Given developing countries' discontent with the World Bank funds, it was decided at the 2007 UN Climate Conference in Bali to set up another multilateral fund, the Kyoto Protocol Adaptation Fund. Unlike the funds existing hitherto, this new adaptation fund can count on relatively certain income, which is expected to come from a tax on emissions trading. Latest calculations are, however, that this will enable the fund to cover just about 1 per cent of actual needs. Many developing countries have therefore been pressing for additional funding sources – so far unsuccessfully. Contrastingly, the developing countries were successful in negotiating the composition of the board: they make up the majority.

The Swiss suggestion


For once, Switzerland put forward one of the most sensible suggestions regarding possible ways of replenishing the adaptation fund. In 2006 it tabled the idea of a global CO2 tax, which could bring in as much as 50 billion dollars in the coming year alone. Yet Switzerland has still made no firm commitment that the entire CO2 tax take should go to the Bali Fund. At the climate talks in Bonn in early April, Switzerland announced that all existing options were being studied and that the distribution centre could even be a World Bank fund.
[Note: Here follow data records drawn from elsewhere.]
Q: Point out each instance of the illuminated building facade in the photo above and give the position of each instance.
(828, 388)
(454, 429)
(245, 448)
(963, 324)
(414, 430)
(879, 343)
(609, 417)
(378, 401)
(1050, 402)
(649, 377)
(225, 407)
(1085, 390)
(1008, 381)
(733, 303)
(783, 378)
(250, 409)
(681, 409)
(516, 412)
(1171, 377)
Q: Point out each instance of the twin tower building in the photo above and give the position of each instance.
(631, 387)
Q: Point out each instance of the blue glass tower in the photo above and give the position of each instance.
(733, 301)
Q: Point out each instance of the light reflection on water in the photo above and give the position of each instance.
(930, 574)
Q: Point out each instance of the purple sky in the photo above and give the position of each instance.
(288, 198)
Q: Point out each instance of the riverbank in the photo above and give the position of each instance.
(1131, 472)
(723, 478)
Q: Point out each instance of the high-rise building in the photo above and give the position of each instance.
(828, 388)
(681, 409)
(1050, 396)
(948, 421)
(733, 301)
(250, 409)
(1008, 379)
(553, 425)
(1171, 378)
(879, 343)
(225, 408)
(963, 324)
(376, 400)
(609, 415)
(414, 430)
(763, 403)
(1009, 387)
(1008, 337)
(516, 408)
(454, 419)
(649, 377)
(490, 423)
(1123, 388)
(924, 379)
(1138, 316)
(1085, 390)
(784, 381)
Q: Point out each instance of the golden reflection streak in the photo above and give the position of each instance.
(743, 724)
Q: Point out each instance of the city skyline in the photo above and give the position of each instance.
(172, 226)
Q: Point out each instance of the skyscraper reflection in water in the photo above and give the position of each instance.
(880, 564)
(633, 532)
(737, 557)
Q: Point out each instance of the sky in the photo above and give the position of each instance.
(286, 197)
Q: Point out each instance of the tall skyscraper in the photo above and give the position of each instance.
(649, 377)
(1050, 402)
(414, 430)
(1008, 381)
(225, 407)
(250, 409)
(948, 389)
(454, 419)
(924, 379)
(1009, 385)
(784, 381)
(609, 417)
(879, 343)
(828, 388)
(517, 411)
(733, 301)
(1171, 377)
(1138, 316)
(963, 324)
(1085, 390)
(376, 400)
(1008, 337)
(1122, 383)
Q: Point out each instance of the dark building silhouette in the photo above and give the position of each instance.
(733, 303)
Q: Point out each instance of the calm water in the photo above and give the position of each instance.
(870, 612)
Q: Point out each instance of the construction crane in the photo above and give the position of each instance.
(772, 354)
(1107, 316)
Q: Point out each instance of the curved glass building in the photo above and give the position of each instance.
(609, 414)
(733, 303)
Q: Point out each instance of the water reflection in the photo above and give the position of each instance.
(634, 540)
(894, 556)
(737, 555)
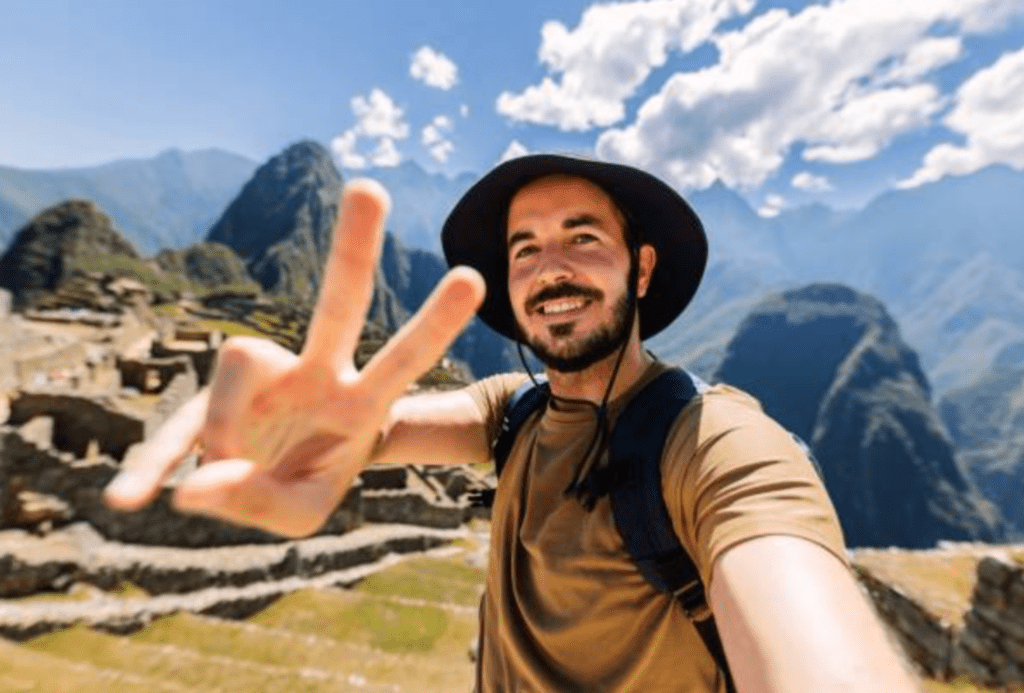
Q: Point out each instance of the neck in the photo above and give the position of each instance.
(591, 383)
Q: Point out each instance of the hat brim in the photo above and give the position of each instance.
(475, 231)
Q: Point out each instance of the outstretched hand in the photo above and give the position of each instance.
(283, 436)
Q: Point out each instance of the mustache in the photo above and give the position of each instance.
(564, 290)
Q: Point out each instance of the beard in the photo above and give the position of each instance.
(591, 349)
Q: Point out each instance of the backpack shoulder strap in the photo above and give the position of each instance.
(526, 399)
(639, 508)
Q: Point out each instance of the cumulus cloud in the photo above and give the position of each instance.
(806, 180)
(608, 55)
(989, 114)
(434, 69)
(514, 150)
(434, 139)
(372, 141)
(772, 206)
(838, 83)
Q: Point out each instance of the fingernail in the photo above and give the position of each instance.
(126, 485)
(195, 500)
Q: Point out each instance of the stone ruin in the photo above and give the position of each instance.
(61, 444)
(987, 649)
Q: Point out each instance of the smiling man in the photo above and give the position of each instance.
(583, 260)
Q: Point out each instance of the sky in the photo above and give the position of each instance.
(787, 101)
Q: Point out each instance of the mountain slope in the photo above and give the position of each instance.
(165, 202)
(828, 363)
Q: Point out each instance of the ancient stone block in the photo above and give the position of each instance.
(79, 420)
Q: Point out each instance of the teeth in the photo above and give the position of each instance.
(560, 307)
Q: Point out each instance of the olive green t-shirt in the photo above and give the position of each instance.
(565, 607)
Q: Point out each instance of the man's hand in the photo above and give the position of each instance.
(283, 436)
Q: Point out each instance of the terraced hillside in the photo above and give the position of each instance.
(408, 627)
(402, 623)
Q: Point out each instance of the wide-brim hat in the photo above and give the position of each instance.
(475, 231)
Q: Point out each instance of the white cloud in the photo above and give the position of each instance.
(838, 82)
(806, 180)
(613, 49)
(372, 141)
(434, 69)
(989, 113)
(772, 206)
(433, 138)
(514, 150)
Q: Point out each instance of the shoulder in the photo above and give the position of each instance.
(730, 473)
(492, 395)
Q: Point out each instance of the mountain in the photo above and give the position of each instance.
(828, 363)
(211, 265)
(413, 273)
(986, 421)
(282, 222)
(169, 201)
(420, 202)
(75, 235)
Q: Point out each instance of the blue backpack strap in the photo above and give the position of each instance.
(639, 508)
(526, 399)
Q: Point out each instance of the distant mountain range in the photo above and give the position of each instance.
(169, 201)
(828, 363)
(946, 259)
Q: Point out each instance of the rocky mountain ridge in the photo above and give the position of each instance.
(829, 364)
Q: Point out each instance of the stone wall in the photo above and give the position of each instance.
(988, 649)
(990, 646)
(26, 467)
(70, 357)
(181, 388)
(151, 375)
(79, 421)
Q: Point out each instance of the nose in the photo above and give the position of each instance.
(553, 267)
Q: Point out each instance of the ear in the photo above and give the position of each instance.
(648, 258)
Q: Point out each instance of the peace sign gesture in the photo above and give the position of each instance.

Developing countries and non-governmental organisations take a different view on this point. They are in no doubt that the World Bank is unsuited for the role of global climate bank. That would be like setting a fox to keep the geese. After all, the World Bank is using its regular budget to bankroll a growing number of coal-fired power station projects detrimental to the climate, and to fund oil production. The criticism levelled at the GEF Fund is that so far it has financed a markedly smaller number of projects in countries with high poverty levels than in countries with less poverty. This is why only the Bali Fund or a new institution under the UNFCCC Secretariat should be entrusted with climate adaptation funding.

Alliance Sud demands


For decades the industrialised countries have been warming up the atmosphere, giving rise to climate change. They should therefore also pay for the consequences and extend financial and technical support to developing countries for adaptation purposes. The funding must be continuous and predictable and must not come at the expense of development cooperation or poverty reduction.

Alliance Sud therefore endorses the Swiss suggestion of a global CO2 tax. Implementing this suggestion will be no easy matter, however. It is facing political resistance, and counter-proposals have been formulated. Switzerland must now resolutely and skilfully counter the resistance to its cause. In addition, it must state clearly that the monies should be channelled through the «Bali Fund» (Kyoto Protocol Adaptation Fund) and not through World Bank funds. Developmentally meaningful adaptation projects call for significant co-determination by developing countries and their people as well as possibilities for independent monitoring and evaluation.

Ways and means should be found at the domestic policy level to finance Switzerland's contribution to the Bali Fund.